Learn how to integrate your auth backend with our in-app wallets solution so you can onboard your users into web3 seamlessly.

This guide will show you how to create your own Auth Server that is compatible with the auth_endpoint strategy. By doing so, you can have full control over user authentication and data security. This allows you to ensure that your application meets specific compliance requirements while also providing a customized sign-in experience.

5 minute quickstart

  • Step 1

    Navigate to Wallets > In-App Wallets in the thirdweb dashboard.

  • Step 2

    Create a thirdweb API key if you don't have one or select an existing key to use for this project. Learn more about API keys.

  • Step 3

    Allowlist domain or bundle IDs in Access Restrictions.

  • Step 4

    Navigate to the Configuration view and enable Custom Auth Endpoint

  • Step 5

    Set the Auth Endpoint URL to https://embedded-wallet.thirdweb.com/api/2023-11-30/embedded-wallet/auth/test-custom-auth-endpoint for testing purposes. You will replace this later with your own auth server endpoint to verify the payload.

  • Step 6

    Save the configuration.
  • Step 7

    Copy the client ID.
  • Step 8

    In your preferred thirdweb client SDK, pass the payload you retrieved from logging in to the server.

You can now auth into the wallet and use it to sign transactions like so (see use your own auth for more):

import { inAppWallet } from "thirdweb/wallets";
import { useConnect } from "thirdweb/react";
const { connect } = useConnect();
const handlePostLogin = async (jwt: string) => {
await connect(() => {
const wallet = inAppWallet();
wallet.connect({
client,
strategy: "auth_endpoint",
payload: JSON.stringify({ userId: "ANY_RANDOM_ID_HERE" }),
encryptionKey: "your-encryption-key",
});
return wallet;
});
};

You can set your encryptionKey in either a secret env variable or ask the user to enter a password for it.

** Do not hardcode the encryptionKey in your code. **

A persistent, cross-platform wallet is now created for your user!

Of course, you would use your own auth server instead of the one we provided. The rest of this guide will show you how to create your own auth server.

Setup

The following steps will show you how to create a simple auth server that can be used with the embedded wallet.
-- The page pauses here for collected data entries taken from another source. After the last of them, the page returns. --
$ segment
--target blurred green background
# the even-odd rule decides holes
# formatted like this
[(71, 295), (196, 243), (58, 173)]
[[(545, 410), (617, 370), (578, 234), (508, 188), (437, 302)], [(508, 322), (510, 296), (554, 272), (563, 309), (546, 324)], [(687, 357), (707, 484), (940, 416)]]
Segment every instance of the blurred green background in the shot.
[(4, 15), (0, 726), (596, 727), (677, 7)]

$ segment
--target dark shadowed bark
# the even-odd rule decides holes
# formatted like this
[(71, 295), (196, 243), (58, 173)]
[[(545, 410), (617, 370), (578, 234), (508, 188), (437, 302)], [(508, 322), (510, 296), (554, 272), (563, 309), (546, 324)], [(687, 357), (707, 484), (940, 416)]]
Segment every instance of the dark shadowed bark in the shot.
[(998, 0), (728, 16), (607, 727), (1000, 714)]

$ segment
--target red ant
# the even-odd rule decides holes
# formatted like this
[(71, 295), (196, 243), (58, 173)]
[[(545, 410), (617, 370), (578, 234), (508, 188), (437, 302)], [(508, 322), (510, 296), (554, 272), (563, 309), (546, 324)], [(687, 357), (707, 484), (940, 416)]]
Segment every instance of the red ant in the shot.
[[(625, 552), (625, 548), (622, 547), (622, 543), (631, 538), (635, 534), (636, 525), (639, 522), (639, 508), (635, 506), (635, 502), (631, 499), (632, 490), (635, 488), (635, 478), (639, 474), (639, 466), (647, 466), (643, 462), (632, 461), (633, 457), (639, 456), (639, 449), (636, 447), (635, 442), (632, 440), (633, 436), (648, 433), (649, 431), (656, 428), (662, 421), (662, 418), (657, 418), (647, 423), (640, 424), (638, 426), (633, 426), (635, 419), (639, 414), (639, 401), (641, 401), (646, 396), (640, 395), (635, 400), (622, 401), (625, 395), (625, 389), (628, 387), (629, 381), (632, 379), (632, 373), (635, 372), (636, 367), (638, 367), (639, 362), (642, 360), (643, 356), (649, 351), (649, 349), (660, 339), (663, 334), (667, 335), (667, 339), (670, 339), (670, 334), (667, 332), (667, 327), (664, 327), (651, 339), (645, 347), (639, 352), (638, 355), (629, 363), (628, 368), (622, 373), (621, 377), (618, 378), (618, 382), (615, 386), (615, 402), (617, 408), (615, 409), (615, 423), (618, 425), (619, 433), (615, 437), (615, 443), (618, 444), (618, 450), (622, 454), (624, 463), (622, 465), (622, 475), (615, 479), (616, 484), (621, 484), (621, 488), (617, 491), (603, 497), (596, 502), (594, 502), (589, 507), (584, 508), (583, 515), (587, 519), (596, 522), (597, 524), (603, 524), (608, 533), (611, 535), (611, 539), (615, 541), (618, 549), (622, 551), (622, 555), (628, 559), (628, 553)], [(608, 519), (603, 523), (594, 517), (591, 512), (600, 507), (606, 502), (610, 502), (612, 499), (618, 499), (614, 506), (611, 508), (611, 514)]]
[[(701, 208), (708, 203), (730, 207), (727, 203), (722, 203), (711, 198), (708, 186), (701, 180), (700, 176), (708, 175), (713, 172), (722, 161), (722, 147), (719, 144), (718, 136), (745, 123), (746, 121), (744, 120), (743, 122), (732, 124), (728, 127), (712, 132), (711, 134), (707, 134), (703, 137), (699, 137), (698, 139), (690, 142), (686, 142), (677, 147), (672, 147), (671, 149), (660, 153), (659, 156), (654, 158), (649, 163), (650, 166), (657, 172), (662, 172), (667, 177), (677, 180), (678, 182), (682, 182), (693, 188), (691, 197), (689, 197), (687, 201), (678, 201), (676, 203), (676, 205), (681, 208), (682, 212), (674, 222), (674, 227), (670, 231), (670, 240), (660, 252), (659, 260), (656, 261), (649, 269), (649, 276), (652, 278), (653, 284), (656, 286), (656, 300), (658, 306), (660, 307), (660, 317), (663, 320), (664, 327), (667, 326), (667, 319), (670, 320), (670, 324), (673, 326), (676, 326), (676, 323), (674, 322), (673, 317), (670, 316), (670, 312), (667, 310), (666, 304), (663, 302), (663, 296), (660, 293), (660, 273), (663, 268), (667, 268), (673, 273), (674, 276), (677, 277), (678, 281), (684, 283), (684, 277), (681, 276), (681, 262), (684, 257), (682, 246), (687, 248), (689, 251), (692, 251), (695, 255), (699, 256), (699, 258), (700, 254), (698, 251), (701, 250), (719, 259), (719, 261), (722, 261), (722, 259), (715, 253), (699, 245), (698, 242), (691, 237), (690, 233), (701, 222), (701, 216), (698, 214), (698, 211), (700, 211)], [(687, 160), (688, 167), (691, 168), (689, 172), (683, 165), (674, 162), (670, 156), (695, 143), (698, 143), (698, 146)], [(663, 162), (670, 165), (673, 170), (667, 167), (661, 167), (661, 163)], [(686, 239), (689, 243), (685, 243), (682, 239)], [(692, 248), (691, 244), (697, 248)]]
At a high level, the auth server will:

  • Handle login for the user into your application.
  • Have a way to get a public identifier for the user.
  • Have an endpoint to verify the public identifier and return some basic information about the user

Steps 1 and 2 are up to you to implement. You can use any auth strategy you want.

The endpoint in step 3 is what you register as your auth endpoint on the thirdweb dashboard.

Here's a high-level diagram:

  • Step 1

    Create a new directory for your project and navigate to it in your CLI

    mkdir custom-auth-server
    cd custom-auth-server
  • Step 2

    Initialize a new Node.js application

    npm init -y

    OR

    yarn init -y

Create the Server:

In the custom-auth-server directory, create a file at the root named server.js and paste the following:

const express = require("express");
const fs = require("fs");
const app = express();
const PORT = process.env.PORT || 3000;
const users = [
{ id: 1, email: "user@example.com", password: "password123" },
];
app.use(express.json());
// This is what your app calls to log in a user and get a public identifier for the user (otherwise known as the payload)
app.post("/login", (req, res) => {
const { email, password } = req.body;
const user = users.find(
(u) => u.email === email && u.password === password,
);
if (!user)
return res.status(401).send({ message: "Invalid credentials" });
res.send({ payload: user.id });
});
// This is a sample endpoint that you would register on the thirdweb dashboard for us to verify the payload
app.post("/thirdweb-will-call-this", (req, res) => {
const { payload } = req.body;
if (!payload)
return res.status(401).send({ message: "Invalid credentials" });
// You would write your own logic here to verify the payload here
const user = users.find((u) => u.id === payload);
if (!user)
return res.status(401).send({ message: "Invalid credentials" });
// Once the user is successfully verified, you can return the following field
return res.send({
userId: user.id,
// The last two fields here are optional
email: user.email,
exp: Math.floor(Date.now() / 1000) + 60 * 60 * 24 * 30,
});
});
app.listen(PORT, () => {
console.log(`Server started on port ${PORT}`);
});

Test Locally

  • Start the server:

    node server.js
  • Test login:

    curl -X POST http://localhost:3000/login -H "Content-Type: application/json" -d '{"email": "user@example.com", "password": "password123"}'

Deploy

To deploy the server, you can use services such as Zeet or Docker.

Integrate In-App Wallets

Refer top the quickstart above to integrate the embedded wallet into your application.